La lucha contra el pecado y la lucha contra el desánimo es una lucha de fe para creer la verdad del evangelio en lugar de las mentiras del maligno. Irónicamente, una de las mejores cosas que podemos hacer en medio de nuestro desánimo es tener suficiente fe para seguir preparando y predicando sermones. Para seguir ayudando al pueblo de Dios a ver la verdad, la belleza y la gloria de Jesús frente a su propio desánimo y duda. A medida que continuemos trabajando en la Palabra, veremos cómo el Espíritu aplica toda la Palabra a Su pueblo dondequiera que estén.

¿Qué tan honesto debe ser un predicador con sus feligreses durante tiempos difíciles? ¿Es más importante dar un ejemplo de fortaleza y estabilidad? ¿O de vulnerabilidad y honestidad?
Como ya he dicho, no estamos destinados a caminar solos por la vida cristiana. Por eso, es importante ser honestos con nuestros líderes de la iglesia y con la congregación. Eso comienza pidiendo oración. Hazles saber que estás en una temporada de desánimo y que necesitas que oren por ti.
Pero si tu desánimo se convierte en una depresión seria, necesitas buscar ayuda. Encuentra otro pastor. Busca un consejero. Hazles saber a tus líderes. Y pídele a la iglesia que ore por ti. Apreciarán tu honestidad y te darán lo que necesitas para recuperarte.
¿Hay algún pasaje de las Escrituras o temas que sean útiles para predicar durante temporadas de desánimo?
Las Escrituras que serán más útiles dependen de la fuente del desánimo. He tratado de mostrar algunas arriba. Pero los Salmos generalmente nos ayudan a saber cómo expresar nuestra tristeza, desánimo e incluso desesperanza de manera apropiada. Los Salmos de lamento nos muestran cómo traer nuestras quejas a Dios de manera correcta.

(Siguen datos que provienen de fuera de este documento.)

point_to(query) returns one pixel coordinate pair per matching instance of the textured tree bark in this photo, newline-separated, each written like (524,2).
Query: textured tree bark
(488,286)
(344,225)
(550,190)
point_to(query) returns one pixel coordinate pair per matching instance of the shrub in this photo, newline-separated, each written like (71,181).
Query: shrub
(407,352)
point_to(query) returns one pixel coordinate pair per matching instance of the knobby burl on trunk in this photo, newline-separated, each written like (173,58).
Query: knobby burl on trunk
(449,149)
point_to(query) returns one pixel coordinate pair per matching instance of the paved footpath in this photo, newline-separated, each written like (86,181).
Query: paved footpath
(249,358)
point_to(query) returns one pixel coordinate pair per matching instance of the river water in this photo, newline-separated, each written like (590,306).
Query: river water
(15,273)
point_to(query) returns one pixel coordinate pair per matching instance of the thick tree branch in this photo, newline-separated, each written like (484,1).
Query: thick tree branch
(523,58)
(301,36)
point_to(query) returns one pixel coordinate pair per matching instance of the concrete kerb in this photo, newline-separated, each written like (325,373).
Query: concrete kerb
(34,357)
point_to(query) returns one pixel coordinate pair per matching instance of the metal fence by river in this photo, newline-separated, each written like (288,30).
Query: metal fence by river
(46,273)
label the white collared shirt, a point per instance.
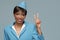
(20, 30)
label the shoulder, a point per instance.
(7, 28)
(30, 25)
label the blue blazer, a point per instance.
(28, 33)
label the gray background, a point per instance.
(49, 14)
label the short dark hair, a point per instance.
(17, 8)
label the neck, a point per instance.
(18, 24)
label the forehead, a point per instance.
(20, 12)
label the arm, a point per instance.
(5, 35)
(37, 30)
(36, 35)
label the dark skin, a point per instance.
(19, 18)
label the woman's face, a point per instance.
(19, 16)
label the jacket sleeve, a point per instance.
(5, 35)
(36, 36)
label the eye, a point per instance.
(23, 14)
(17, 13)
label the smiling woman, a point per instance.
(20, 29)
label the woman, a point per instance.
(20, 29)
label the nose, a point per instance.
(20, 16)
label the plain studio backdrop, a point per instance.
(49, 14)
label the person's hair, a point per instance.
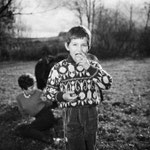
(26, 80)
(78, 32)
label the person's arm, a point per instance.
(52, 92)
(24, 115)
(100, 76)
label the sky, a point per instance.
(53, 21)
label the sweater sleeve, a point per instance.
(52, 91)
(100, 76)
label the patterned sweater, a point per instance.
(67, 76)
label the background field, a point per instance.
(124, 116)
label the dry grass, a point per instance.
(124, 116)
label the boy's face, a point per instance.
(78, 48)
(30, 90)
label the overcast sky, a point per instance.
(52, 22)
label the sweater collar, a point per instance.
(70, 59)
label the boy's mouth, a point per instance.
(78, 54)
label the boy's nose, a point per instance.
(79, 48)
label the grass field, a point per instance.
(124, 116)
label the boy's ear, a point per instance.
(66, 46)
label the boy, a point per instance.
(30, 103)
(74, 83)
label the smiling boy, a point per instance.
(74, 83)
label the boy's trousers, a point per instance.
(80, 125)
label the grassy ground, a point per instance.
(124, 116)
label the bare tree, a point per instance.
(147, 9)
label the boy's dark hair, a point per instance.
(25, 81)
(78, 32)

Identifica la fuente de tu desánimo si es posible y busca las Escrituras que aborden eso específicamente.
¿A dónde pueden ir los predicadores en busca de ánimo?
Como ya he mencionado, no estamos destinados a vivir la vida cristiana solos. Eso incluye a los pastores. Así que, camina con otros pastores hermanos. Involucra a otros líderes en tu vida. Ten una práctica robusta de oración. Vive en la Palabra de Dios. Confiesa tu pecado rápida y regularmente. Descansa en el perdón que tenemos en Cristo. Y regocíjate en el Señor siempre, en toda circunstancia, como se nos manda hacer.